Pump.fun acknowledged the attack in a post on the social media platform X, stating, “We are aware that the bonding curve contracts have been compromised and are investigating the matter.”
We are aware that the https://t.co/uE2QNKXkIT bonding curve contracts have been compromised and are investigating the matter.
We have upgraded the contracts so the attacker cannot siphon any more funds. The TVL in the protocol right now is safe.
We’ve paused trading — you…
— pump.fun (@pumpdotfun) May 16, 2024
The team has since paused trading on the platform, preventing users from buying or selling any coins for the time being. Additionally, any coins currently in the process of migrating to the Raydium decentralized exchange (DEX) will not be able to do so for an indefinite period.
Igor Igamberdiev, the head of research at Wintermute, a leading crypto market maker, analyzed the situation and estimated the total loss to be “at least” 12,000 SOL, or approximately $2 million at the time of the attack.
Interestingly, a user named “Stacc” seems to have taken credit for the exploit on social media, implying that the attack was not financially motivated but rather an act of aggression and sadness.
In one post, Stacc wrote, “I’m about to change the course of history,” and later alluded to poor mental health and a desire to see their deceased mother again.
While Stacc suggested that they do not plan to profit from the attack and may distribute the remaining balances of the bonding curves to token holders, the situation remains fluid, and the full implications of the exploit are yet to be determined.

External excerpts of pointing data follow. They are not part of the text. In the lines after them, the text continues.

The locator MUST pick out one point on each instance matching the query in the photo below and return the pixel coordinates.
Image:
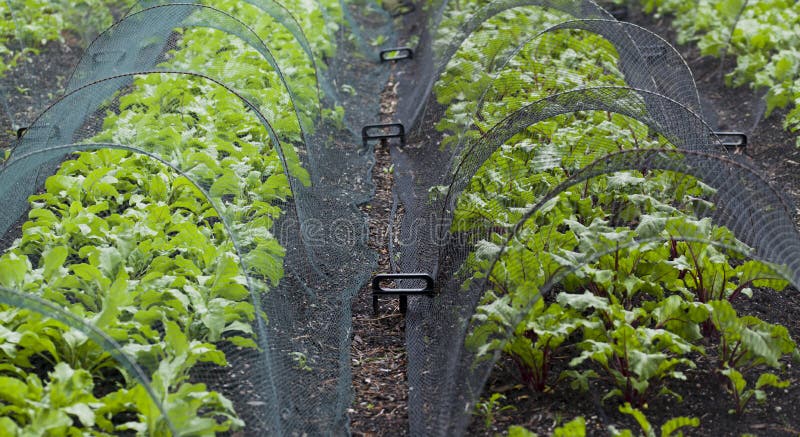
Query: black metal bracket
(403, 9)
(368, 132)
(397, 54)
(403, 293)
(733, 140)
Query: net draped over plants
(181, 232)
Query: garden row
(166, 258)
(759, 36)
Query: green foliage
(488, 408)
(574, 428)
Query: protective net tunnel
(182, 237)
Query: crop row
(760, 36)
(140, 252)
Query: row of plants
(760, 36)
(27, 25)
(642, 286)
(139, 252)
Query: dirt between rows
(771, 149)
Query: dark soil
(771, 149)
(35, 83)
(378, 348)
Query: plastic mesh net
(181, 229)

The attack has caused significant disruption in the Solana meme coin ecosystem, with Pump.fun being one of the major platforms facilitating the creation and trading of these tokens.
The platform’s unique model allows users to mint new tokens for only a few dollars and then buy and sell them on a bonding curve. Tokens that reach a market capitalization of $69,000 can then be listed on the Raydium DEX.
The Pump.fun team has stated that they have upgraded their contracts to prevent the attacker from siphoning any more funds and that the total value locked in the protocol, as well as user wallets connected to the platform, are currently safe. The project is also cooperating with law enforcement and “relevant parties” regarding the matter.
As the investigation into the attack continues, the Solana community and cryptocurrency enthusiasts worldwide will be closely monitoring the developments and potential implications for the broader DeFi ecosystem.